Which leads you into the question of provenance of your "always true" if statement; in this case, the compiler has to know that it knows config is not NULL because the programmer did something that's an explicit check, not a "if it's NULL, then we have UB" case, otherwise you get a noisy warning because the programmer included an unnecessary NULL check in the macro. But they did that because that way the macro is safe to use even if it's only used once in a function, and if the user does do:


/* In a C file, using the header file */
void do_amazing_things(void *config) {
    int rating = ((struct configs*) config)-gt;rating;
    char * expertise = GET_STR_CONFIG_OR_DEFAULT(config, expertise, "novice");

    /* Do the amazing things */
}

then the compiler will need to warn because its "config is not NULL" assumption came from "if config is NULL, then there is UB in the execution". But first we need compiler authors to get onboard with the idea that whenever UB is invoked to permit an optimization (noting that this can require you to do complex tracking to get from your low-level IR (MachineInstr in the LLVM case, for example) all the way back to C, so that you can confirm that a given decision in codegen is not causing issues because it results in bad signed overflow behaviour (for example).


to post comments

Footguns

Posted Jul 19, 2021 19:11 UTC (Mon) by mrugiero (guest, #153040) [Link] (1 responses)

> In this case, the call to GET_INT_CONFIG_OR_DEFAULT (a macro) has promised that config is not NULL because it does an early return; a compiler that doesn't optimize this will be issuing repeated NULL checks for something that it knows must be non-NULL, or complaining because the user has an unnecessary NULL check in the expansion of GET_STR_CONFIG_OR_DEFAULT.
The compiler can prove the extra check is unnecessary there. I'm not sure it would be wrong for it to complain, but it's an entirely different case than adding a test after a dereference of something you can't prove to not be NULL.

> Which leads you into the question of provenance of your "always true" if statement; in this case, the compiler has to know that it knows config is not NULL because the programmer did something that's an explicit check, not a "if it's NULL, then we have UB" case, otherwise you get a noisy warning because the programmer included an unnecessary NULL check in the macro.
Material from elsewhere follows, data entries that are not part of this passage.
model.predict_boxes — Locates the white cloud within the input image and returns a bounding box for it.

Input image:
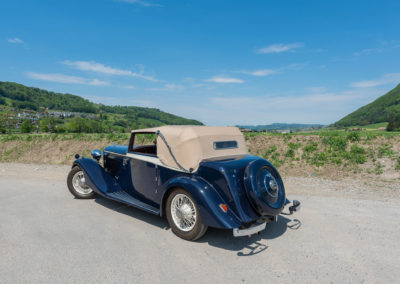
[353,40,400,56]
[84,95,155,107]
[62,60,161,82]
[8,38,23,44]
[147,83,184,91]
[26,72,109,86]
[353,48,384,56]
[239,69,277,77]
[205,76,244,84]
[119,85,136,89]
[350,73,400,88]
[306,86,327,93]
[256,43,304,54]
[115,0,162,7]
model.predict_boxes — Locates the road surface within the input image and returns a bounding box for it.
[0,163,399,283]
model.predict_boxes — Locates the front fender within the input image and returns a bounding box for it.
[73,157,122,196]
[161,176,242,229]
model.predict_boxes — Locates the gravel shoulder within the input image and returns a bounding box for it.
[0,163,399,283]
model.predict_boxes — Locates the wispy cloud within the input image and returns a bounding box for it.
[350,73,400,88]
[238,69,278,77]
[62,60,162,82]
[115,0,162,7]
[147,83,184,91]
[205,76,244,84]
[255,43,304,54]
[8,38,23,44]
[85,95,155,107]
[353,48,384,56]
[353,40,400,56]
[306,86,327,93]
[26,72,109,86]
[118,85,136,89]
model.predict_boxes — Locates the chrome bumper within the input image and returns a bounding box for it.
[233,221,266,237]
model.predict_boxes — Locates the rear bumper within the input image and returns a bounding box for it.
[233,221,267,237]
[232,200,301,237]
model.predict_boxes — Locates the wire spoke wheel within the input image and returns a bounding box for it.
[71,170,93,195]
[170,194,197,232]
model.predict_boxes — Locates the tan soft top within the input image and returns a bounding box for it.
[132,126,248,171]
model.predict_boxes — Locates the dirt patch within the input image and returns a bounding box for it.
[0,134,399,189]
[0,139,122,165]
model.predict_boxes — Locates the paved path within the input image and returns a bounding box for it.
[0,163,399,283]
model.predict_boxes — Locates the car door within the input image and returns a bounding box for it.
[130,157,158,202]
[128,132,159,205]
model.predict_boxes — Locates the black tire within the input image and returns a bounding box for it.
[166,188,208,241]
[67,166,95,199]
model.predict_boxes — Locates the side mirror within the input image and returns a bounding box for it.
[91,149,102,162]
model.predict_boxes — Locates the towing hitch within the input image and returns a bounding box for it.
[288,200,301,214]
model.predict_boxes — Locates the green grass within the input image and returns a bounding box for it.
[243,129,400,140]
[246,130,400,175]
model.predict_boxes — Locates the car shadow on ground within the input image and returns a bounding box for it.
[198,215,302,256]
[94,196,169,230]
[94,196,301,256]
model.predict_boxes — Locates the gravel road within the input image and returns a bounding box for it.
[0,163,399,283]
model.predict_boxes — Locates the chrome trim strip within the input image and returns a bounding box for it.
[126,153,187,173]
[104,151,189,173]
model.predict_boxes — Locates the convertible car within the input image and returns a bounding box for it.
[67,126,300,240]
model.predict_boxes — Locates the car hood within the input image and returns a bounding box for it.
[103,145,128,155]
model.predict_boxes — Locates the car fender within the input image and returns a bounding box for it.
[161,176,242,229]
[73,157,122,197]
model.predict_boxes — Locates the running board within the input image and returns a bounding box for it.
[106,191,160,215]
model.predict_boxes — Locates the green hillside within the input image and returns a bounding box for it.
[334,84,400,127]
[0,81,202,132]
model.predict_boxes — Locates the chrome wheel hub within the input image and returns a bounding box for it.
[72,171,93,195]
[171,194,196,232]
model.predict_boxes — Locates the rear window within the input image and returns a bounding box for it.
[133,133,157,147]
[130,133,158,156]
[213,140,238,150]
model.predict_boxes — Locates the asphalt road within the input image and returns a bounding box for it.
[0,164,399,283]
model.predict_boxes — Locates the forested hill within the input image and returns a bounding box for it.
[334,84,400,127]
[0,81,202,127]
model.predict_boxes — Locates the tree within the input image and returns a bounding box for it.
[39,118,49,132]
[387,115,400,131]
[20,119,33,133]
[0,115,5,134]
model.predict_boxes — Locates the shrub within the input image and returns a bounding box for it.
[310,152,328,166]
[20,120,33,133]
[269,152,284,167]
[285,148,295,158]
[348,145,367,164]
[303,142,318,154]
[288,142,302,150]
[263,145,277,158]
[347,132,360,142]
[322,136,347,151]
[378,144,395,158]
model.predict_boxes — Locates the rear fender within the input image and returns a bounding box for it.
[73,157,122,196]
[161,176,242,229]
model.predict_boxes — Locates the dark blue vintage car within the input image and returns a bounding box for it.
[67,126,300,240]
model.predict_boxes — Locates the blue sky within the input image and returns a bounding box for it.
[1,0,400,125]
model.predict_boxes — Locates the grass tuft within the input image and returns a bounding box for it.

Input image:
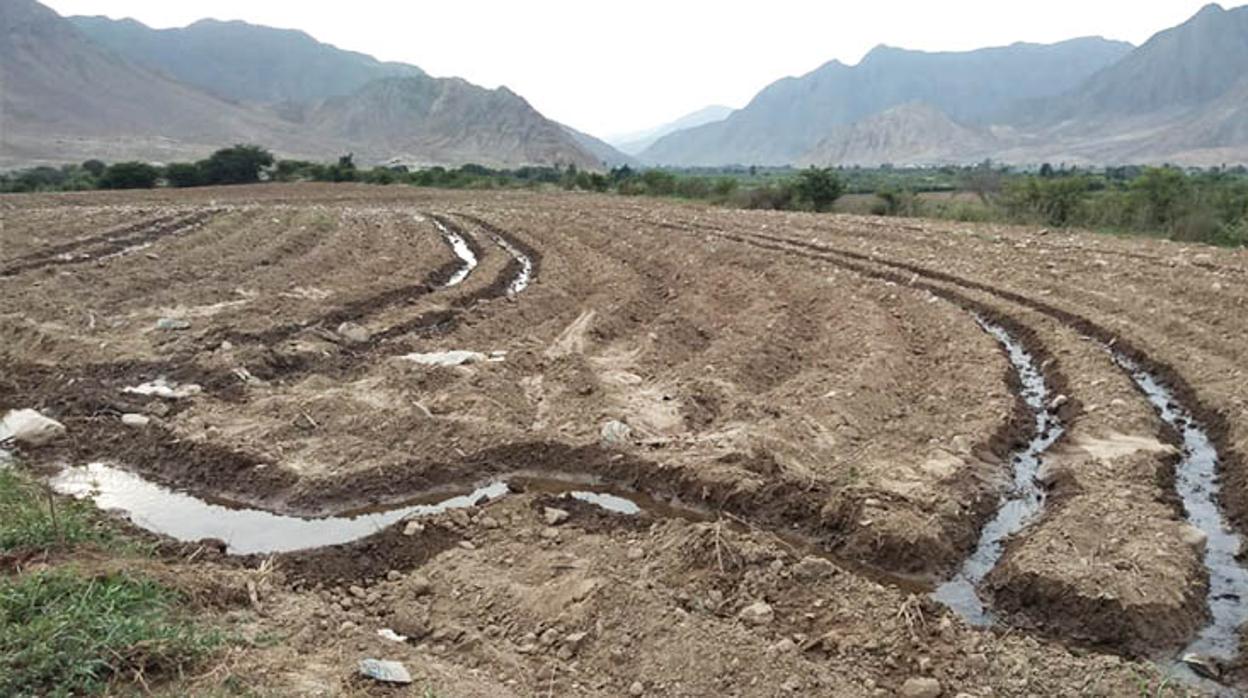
[0,569,221,697]
[0,467,115,555]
But they did that because that way the macro is safe to use even if it's only used once in a function, and if the user does do:

> /* In a C file, using the header file */
> void do_amazing_things(void *config) {
> int rating = ((struct configs*) config)-gt;rating;
> char * expertise = GET_STR_CONFIG_OR_DEFAULT(config, expertise, "novice");

> /* Do the amazing things */
> }

> then the compiler will need to warn because its "config is not NULL" assumption came from "if config is NULL, then there is UB in the execution". But first we need compiler authors to get onboard with the idea that whenever UB is invoked to permit an optimization (noting that this can require you to do complex tracking to get from your low-level IR (MachineInstr in the LLVM case, for example) all the way back to C, so that you can confirm that a given decision in codegen is not causing issues because it results in bad signed overflow behaviour (for example).

The only thing I said is always true is that you can't dereference something you can't prove not to be NULL and expect it to not be UB; the check reordering is allowed because it was UB before and we can assume at that point what the author wanted. This doesn't mean a warning should not be emitted unless (somehow) specified otherwise. If there's a check before in the same function it's trivial to prove it's no longer NULL after that. Besides, you don't need to know whether an optimization resulted from the UB. Knowing it exists is enough. And AFAICT that can be known before transforming to IR.

Footguns

Posted Jul 20, 2021 11:54 UTC (Tue) by farnz (subscriber, #17727) [Link]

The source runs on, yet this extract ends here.